According to the IMF data, the US dollar share of global reserve currencies has fallen from 79% to 59% from 1999 to 2021. According to more recent statistics by IMF, the US dollar share still hovers around 59%. However, according to alternative sources (according to Eurizon SLJ Asset Management), the buck's status as a reserve currency eroded in 2022 at ten times the pace seen in the past two decades. Strategists at the asset manager found that the greenback's share of total global reserves fell to 47% last year from 55% in 2021.

  1. Bubble world economic leadership: US may command a quarter of global GDP (Figure 1), but in essence, it represents the trade of air (financial derivatives upon financial derivatives upon financial derivatives).

According to the theory of money, a currency should be only issued by an entity that produces something of real value (commodity) in demand by many to ensure the currency reflux—in a global context this should be a country richest in natural resources and other globally demanded commodities and products like China, Russia, Iran, South Africa, Saudi Arabia.

According to recent statistics, BRICS's (Brazil, Russia, India, China, and South Africa) total population is 3.3 billion, while their total nominal GDP is 26 trillion US dollars (as big as the US).

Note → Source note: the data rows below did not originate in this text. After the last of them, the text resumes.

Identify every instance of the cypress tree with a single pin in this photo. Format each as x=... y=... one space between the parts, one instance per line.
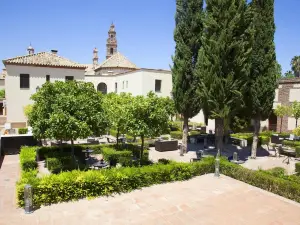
x=187 y=35
x=263 y=75
x=224 y=61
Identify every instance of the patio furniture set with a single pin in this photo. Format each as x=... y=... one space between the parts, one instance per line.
x=279 y=149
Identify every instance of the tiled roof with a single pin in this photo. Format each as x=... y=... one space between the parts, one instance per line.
x=90 y=69
x=117 y=61
x=44 y=59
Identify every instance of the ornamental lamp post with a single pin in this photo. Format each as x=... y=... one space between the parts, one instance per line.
x=217 y=167
x=28 y=199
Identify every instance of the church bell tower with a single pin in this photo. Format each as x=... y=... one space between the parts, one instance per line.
x=111 y=44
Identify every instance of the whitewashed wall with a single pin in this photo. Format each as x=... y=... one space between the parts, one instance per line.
x=294 y=95
x=18 y=98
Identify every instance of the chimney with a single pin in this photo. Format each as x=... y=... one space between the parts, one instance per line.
x=95 y=57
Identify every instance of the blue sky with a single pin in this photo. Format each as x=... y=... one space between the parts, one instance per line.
x=144 y=29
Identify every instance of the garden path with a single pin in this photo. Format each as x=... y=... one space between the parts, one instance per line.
x=203 y=200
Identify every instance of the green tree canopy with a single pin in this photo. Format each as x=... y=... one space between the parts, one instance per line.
x=149 y=116
x=295 y=63
x=224 y=60
x=67 y=111
x=264 y=67
x=289 y=74
x=117 y=110
x=282 y=111
x=187 y=35
x=296 y=111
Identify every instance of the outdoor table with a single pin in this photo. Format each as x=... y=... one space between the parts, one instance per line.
x=100 y=165
x=88 y=152
x=288 y=157
x=237 y=161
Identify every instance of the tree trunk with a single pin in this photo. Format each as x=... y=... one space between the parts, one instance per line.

And these countries are talking about creating their own currency and financial token to bypass SWIFT.

Furthermore, we now also talk about BRICS Plus.

If all the interested countries are accepted, the newly proposed BRICS members will create an entity with a GDP 30% larger than the US, over 50% of the global population and control of 60% of global gas reserves.

With more and more bilateral currency settlement agreements being inked all over the world, we observe a monumental shift gaining significant momentum from the unipolar world with artificially imposed dominance of Western currencies and, by extension, rigidly centralised political and economic power (thus defending the interests of a handful of nations) to a more democratic, natural, balanced and fairer multipolar world with financial settlements in all sorts of national currencies, backed by the things of real value (natural resources or produce), based on mutually beneficial cooperation and respect for national sovereignties.

The de-dollarisation process is inevitable, and it has started. US actions over the conflict in Ukraine have significantly intensified it. The only question is how long it could take in the context of the global historical process. We must understand that In the context of a historical scale, such tectonic shifts in the world order may take decades to unfold fully.